In her new post, Rose joins Fredrikson's three-member executive committee. Koneck will remain at the firm practicing real estate law and doing pro bono work, for which the firm is well known.
Koneck said getting through the pandemic and completing the office move created a good opportunity to make a change, adding that he leaves the leadership in "excellent" hands.
"The demonstrated dedication of Melodie to our firm, our clients and our profession, her sharp business and financial acumen, combined with her years of leadership experience in our firm, will undoubtedly drive Fredrikson's continued growth and success," Koneck said.
Rose said she recognizes that being the first woman president in the firm's 75 years is "a historic step" but that her progression in leadership roles over the years to this one "feels fairly natural and organic."
She said her passion has always centered around acting as the general counsel for corporate clients, navigating them through tough times and helping them with corporate governance issues.
"The best thing about what I do in practicing law, in my opinion, is being able to partner with my clients and figuring out how to help them get through their brightest moments, their darkest moments and everything in between," she said. "It's just fairly rewarding to me to feel like I'm — and we're — part of or an extension of their team."
Going forward, Rose wants to embrace innovative technology, tackle shifting trends in where and how employees work and grow smart and strategically the in the firm's current markets, which include Wisconsin, Iowa, North Dakota and Minnesota.
Her early actions as president will involve trips to the firm's Midwestern offices to get to know people better, she said. The firm has 10 offices, including ones in Mexico and China.
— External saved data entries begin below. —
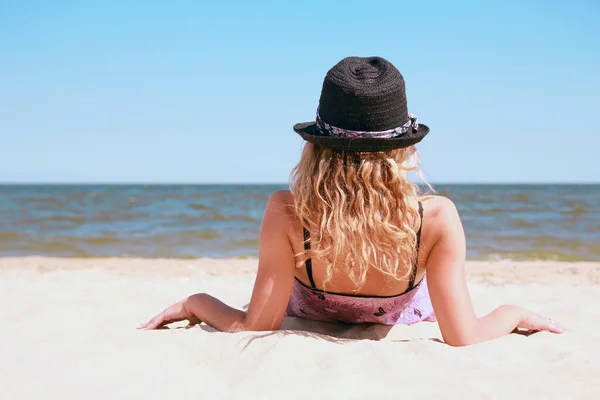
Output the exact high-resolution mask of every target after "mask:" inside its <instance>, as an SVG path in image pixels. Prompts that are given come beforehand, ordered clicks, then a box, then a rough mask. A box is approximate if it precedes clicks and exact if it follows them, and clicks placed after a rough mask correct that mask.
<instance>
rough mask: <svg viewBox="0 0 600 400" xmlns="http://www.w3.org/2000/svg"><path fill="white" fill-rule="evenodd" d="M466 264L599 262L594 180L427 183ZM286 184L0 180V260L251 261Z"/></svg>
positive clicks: (599, 247)
mask: <svg viewBox="0 0 600 400" xmlns="http://www.w3.org/2000/svg"><path fill="white" fill-rule="evenodd" d="M433 187H434V189H435V190H436V193H437V194H439V195H443V196H446V197H449V198H450V199H452V200H453V201H454V203H455V204H456V206H457V208H458V210H459V213H460V215H461V219H462V222H463V225H464V228H465V233H466V237H467V258H468V259H469V260H482V261H490V260H491V261H495V260H514V261H526V260H542V261H547V260H555V261H598V260H600V184H581V183H569V184H549V183H532V184H525V183H519V184H497V183H476V184H474V183H470V184H465V183H457V184H448V183H445V184H433ZM287 188H288V184H286V183H282V184H247V183H241V184H224V183H216V184H172V183H153V184H149V183H137V184H127V183H115V184H78V183H61V184H49V183H45V184H31V183H18V184H15V183H10V184H0V256H4V257H7V256H29V255H41V256H56V257H149V258H157V257H160V258H163V257H166V258H199V257H211V258H230V257H256V256H257V255H258V251H257V250H258V234H259V230H260V224H261V221H262V215H263V212H264V207H265V204H266V201H267V199H268V198H269V196H270V195H271V194H272V193H273V192H275V191H277V190H281V189H287Z"/></svg>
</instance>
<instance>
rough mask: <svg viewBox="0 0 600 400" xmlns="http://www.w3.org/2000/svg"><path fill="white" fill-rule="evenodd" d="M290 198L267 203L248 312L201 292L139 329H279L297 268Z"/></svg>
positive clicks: (262, 224)
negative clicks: (173, 324) (289, 199)
mask: <svg viewBox="0 0 600 400" xmlns="http://www.w3.org/2000/svg"><path fill="white" fill-rule="evenodd" d="M288 196H289V192H284V191H282V192H277V193H274V194H273V195H272V196H271V198H270V199H269V201H268V202H267V207H266V210H265V215H264V218H263V223H262V226H261V230H260V241H259V260H258V273H257V275H256V280H255V282H254V290H253V292H252V298H251V300H250V305H249V306H248V311H247V312H244V311H241V310H238V309H235V308H232V307H229V306H228V305H226V304H225V303H223V302H221V301H219V300H218V299H216V298H214V297H212V296H210V295H208V294H205V293H199V294H195V295H192V296H190V297H188V298H186V299H184V300H182V301H180V302H178V303H176V304H173V305H172V306H170V307H168V308H167V309H165V310H164V311H163V312H162V313H160V314H158V315H157V316H155V317H154V318H152V319H151V320H150V321H148V322H146V323H145V324H142V325H140V327H139V328H140V329H155V328H159V327H162V326H164V325H167V324H170V323H172V322H177V321H183V320H188V321H189V322H190V324H196V323H200V322H204V323H206V324H208V325H210V326H212V327H214V328H216V329H218V330H220V331H226V332H237V331H268V330H278V329H279V327H280V326H281V321H282V320H283V317H284V315H285V310H286V308H287V304H288V302H289V299H290V295H291V292H292V285H293V282H294V269H295V262H294V252H293V249H292V245H291V243H290V240H289V235H290V234H291V232H292V229H291V227H292V221H293V218H294V217H293V207H292V206H291V205H290V204H289V202H288Z"/></svg>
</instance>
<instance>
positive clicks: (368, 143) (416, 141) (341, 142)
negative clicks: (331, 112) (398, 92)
mask: <svg viewBox="0 0 600 400" xmlns="http://www.w3.org/2000/svg"><path fill="white" fill-rule="evenodd" d="M294 131H296V133H297V134H299V135H300V136H302V138H303V139H304V140H306V141H308V142H311V143H314V144H316V145H318V146H322V147H328V148H331V149H334V150H341V151H365V152H376V151H388V150H393V149H401V148H405V147H409V146H412V145H415V144H417V143H419V142H420V141H421V140H423V138H424V137H425V136H426V135H427V134H428V133H429V127H428V126H427V125H423V124H421V123H419V129H418V130H417V131H414V130H410V131H409V132H406V133H405V134H403V135H401V136H398V137H395V138H385V139H384V138H347V137H340V136H324V135H322V134H321V132H320V131H319V130H318V129H317V123H316V122H314V121H313V122H301V123H299V124H296V125H294Z"/></svg>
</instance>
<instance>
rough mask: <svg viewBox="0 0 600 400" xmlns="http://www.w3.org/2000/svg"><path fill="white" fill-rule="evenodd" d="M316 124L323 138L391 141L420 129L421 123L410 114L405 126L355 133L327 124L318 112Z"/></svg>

She also expects to continue Koneck's legacy which has been heavily involved in social justice efforts and providing pro bono services to businesses and individuals in low-income neighborhoods and those challenged by the riots of 2020.
Rose currently serves on Fredrikson's board of directors, chairs its business division and co-chairs its Public Companies and Corporate Governance Groups. Separately, Rose sits on the board of the Minnesota chapter of the National Association of Corporate Directors and is a member of the Minnesota chapter of Women Corporate Directors.
In addition to Rose, Fredrikson also announced the appointment of executive vice presidents Kevin Goodno and Jamie Snelson and the firm's new chief operating officer, Ann Rainhart.